Once I heard on the radio that the Vietnam War had so far cost more than forty thousand service men’s lives and about two thousand had either been captured or were missing. My tummy had convulsed before I switched the radio off. The war it seemed was on everyone's lips, movements upon movements I heard, were springing up, some for the war others against it and all this got to me. However, inside our home at least, no one mentioned anything about the war.
But then this happened.
‘Mama, today at school,' my little Fantasia addressed me, 'Shelby said I have no father. Mama, what is a father?’
My heart leapt within me. I had been preparing for this day since the day I received Adam’s letter, but when the moment came, I was speechless.
‘Look honey, what Shelby said wasn’t right, you do have a father and he is far away somewhere working, but he will come to take you and me with him soon.’ I found myself saying.' I felt tears swelling in my eyes.
‘Shelby also said my mama cannot see, but I said my mama sees. Only, she sees different from other mamas. She sees with her hands and cane.’
‘Now that’s how you shut big mouth Shelby up.’ I said reassuringly before I heard her delicate toes plump away on the wooden floor. She was off to play.
‘I know you don’t wish to talk about him but soon you will, to her.’ mother’s soft voice came to my ears.
‘Talk about what to her mother,’ I shot back feeling irritated, ‘when he could be dead as we speak. Besides, she is still only a child.
'I worry when she grows older and starts asking more questions'. Mother interjected, 'I do not know whether you'll have the strength to tell her why he left in the first place.
'No mother. I don’t wish to ruin her innocence. Fantasia’s life up until now has been a paradise, just like mine once was. Please mother, let her enjoy it for as long as possible.’
‘You miss him don’t you?’ Mother was back to her probing self.
‘No I don’t' I replied sharply, 'I do not recall anything about him or care. I’ve moved on with my life mom, besides it was four years ago. I am not that naïve little seventeen years old anymore, besides I have a child to raise and a mother to worry about. That’s just about enough on my plate already.’ I replied.
‘You see Leila dear, I never told you but some weeks before your father shot Carl, he told me he’d seen someone just like you with that Adam boy on television, at a game of college football. At the time, I dismissed his allegations as fantasies.’
I had to end this conversation.
‘Speaking of papa,' I interrupted, 'how is he faring?’
‘Your father is sad.' She said sounding sorrowful, 'He says the meals have gotten worse, and so has the treatment from the guards but, he says next time we go visit, you should come along and bring Fantasia too. He wishes to at least see his granddaughter.
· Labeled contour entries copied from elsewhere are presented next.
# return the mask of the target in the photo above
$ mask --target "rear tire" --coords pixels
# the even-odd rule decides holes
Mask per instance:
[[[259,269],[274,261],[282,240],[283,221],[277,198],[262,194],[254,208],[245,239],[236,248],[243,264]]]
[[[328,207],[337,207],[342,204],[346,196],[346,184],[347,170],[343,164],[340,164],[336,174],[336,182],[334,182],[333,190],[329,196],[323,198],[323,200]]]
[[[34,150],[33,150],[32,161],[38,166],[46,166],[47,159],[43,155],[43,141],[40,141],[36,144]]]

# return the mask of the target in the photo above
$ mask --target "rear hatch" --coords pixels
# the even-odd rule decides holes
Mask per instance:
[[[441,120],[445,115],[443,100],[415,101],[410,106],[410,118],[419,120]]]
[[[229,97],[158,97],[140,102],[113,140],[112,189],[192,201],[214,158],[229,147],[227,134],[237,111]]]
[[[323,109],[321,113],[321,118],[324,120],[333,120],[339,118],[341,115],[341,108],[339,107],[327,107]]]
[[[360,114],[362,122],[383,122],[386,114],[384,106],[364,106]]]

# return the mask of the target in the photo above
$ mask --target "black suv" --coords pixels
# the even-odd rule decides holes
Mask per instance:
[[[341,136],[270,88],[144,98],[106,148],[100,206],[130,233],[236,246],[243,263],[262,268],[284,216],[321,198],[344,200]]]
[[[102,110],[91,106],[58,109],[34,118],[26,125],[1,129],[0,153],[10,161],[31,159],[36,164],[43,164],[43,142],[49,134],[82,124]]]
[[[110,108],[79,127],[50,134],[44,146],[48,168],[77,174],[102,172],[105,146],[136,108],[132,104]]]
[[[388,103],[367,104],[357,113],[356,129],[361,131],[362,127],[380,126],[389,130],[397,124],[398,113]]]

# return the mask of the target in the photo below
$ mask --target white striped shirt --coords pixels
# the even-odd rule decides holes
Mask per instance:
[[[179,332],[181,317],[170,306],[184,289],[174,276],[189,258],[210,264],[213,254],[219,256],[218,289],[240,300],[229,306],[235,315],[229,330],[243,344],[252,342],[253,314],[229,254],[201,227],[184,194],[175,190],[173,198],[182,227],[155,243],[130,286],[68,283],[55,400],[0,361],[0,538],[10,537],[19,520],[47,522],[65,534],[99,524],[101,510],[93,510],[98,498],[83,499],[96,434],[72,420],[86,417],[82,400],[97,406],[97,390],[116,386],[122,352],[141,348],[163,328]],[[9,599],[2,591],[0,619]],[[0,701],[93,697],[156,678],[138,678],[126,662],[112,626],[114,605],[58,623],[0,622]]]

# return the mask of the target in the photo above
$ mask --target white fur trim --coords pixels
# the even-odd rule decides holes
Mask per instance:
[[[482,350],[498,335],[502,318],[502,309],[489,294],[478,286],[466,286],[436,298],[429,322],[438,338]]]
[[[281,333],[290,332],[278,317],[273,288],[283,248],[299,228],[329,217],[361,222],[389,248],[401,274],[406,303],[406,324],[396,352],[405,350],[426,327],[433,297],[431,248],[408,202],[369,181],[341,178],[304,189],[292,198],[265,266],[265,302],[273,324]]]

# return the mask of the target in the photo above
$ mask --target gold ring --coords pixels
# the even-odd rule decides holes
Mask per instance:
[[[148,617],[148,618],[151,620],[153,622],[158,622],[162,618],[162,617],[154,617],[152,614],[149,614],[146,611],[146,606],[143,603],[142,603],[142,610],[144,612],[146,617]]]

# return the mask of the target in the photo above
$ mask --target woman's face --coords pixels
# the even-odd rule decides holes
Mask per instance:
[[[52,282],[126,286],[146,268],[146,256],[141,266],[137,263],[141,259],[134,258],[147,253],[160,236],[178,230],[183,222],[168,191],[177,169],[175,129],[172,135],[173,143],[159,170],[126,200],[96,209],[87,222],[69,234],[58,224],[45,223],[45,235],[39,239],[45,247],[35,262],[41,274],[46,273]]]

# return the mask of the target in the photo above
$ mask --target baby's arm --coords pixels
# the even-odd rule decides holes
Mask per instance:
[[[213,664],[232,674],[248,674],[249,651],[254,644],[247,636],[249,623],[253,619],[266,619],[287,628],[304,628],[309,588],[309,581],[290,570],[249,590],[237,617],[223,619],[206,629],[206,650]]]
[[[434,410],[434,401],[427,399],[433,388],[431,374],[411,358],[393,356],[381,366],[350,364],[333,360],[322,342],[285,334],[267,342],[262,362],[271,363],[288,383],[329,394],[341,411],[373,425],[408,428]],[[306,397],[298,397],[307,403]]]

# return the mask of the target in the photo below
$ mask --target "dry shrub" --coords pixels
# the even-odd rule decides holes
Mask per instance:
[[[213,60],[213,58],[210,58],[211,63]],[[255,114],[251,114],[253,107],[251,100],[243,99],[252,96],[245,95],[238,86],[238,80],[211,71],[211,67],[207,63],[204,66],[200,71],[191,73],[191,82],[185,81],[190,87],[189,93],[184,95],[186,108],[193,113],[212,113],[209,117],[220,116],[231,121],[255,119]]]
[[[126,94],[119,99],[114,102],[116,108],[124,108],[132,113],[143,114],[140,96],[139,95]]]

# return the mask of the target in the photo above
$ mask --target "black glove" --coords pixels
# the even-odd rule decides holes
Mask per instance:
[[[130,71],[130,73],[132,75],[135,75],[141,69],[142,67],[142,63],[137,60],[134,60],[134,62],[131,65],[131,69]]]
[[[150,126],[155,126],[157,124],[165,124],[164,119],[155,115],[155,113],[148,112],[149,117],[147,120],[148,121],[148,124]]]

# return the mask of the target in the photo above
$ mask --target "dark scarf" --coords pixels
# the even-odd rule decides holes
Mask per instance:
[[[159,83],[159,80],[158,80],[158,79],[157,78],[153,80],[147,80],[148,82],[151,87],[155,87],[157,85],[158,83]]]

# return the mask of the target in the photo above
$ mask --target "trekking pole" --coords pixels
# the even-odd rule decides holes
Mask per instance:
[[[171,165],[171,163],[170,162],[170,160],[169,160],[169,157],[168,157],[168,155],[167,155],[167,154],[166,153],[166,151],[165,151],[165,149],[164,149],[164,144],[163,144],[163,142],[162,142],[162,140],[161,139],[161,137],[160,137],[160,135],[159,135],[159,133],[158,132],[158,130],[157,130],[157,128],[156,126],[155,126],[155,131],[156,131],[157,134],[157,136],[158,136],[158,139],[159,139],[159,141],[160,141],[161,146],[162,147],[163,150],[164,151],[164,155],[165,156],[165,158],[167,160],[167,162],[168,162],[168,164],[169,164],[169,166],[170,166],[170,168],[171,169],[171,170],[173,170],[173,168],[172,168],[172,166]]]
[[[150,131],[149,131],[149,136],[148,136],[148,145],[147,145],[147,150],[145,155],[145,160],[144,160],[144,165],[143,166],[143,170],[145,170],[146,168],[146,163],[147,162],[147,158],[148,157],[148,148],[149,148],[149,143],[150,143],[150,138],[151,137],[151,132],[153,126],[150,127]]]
He also says he has forgiven you for lying to his face about Adam and he also asks you for the same, for your forgiveness.’
‘Mom, you know I forgave papa a long time ago.’
‘Yes my dear, but you have never said it to his face.’
‘Mama,’ Fantasia had crept back and she was pulling at my dress.
‘Yes my love, what is it this time?' I inquired. 'Have you been poking poor Oldie?’
‘No’
‘Or have you been stealing grandma’s sugar bowl?’
‘No’
‘So what is it my sweet beloved?’
‘Come let me whisper in your ear mama.’
‘As long as you do not stick your fiddly tongue inside my ear, I will oblige.’
‘Mama,’ she whispered in my ear her sweet childish tone, ‘there’s a man standing outside in our courtyard.’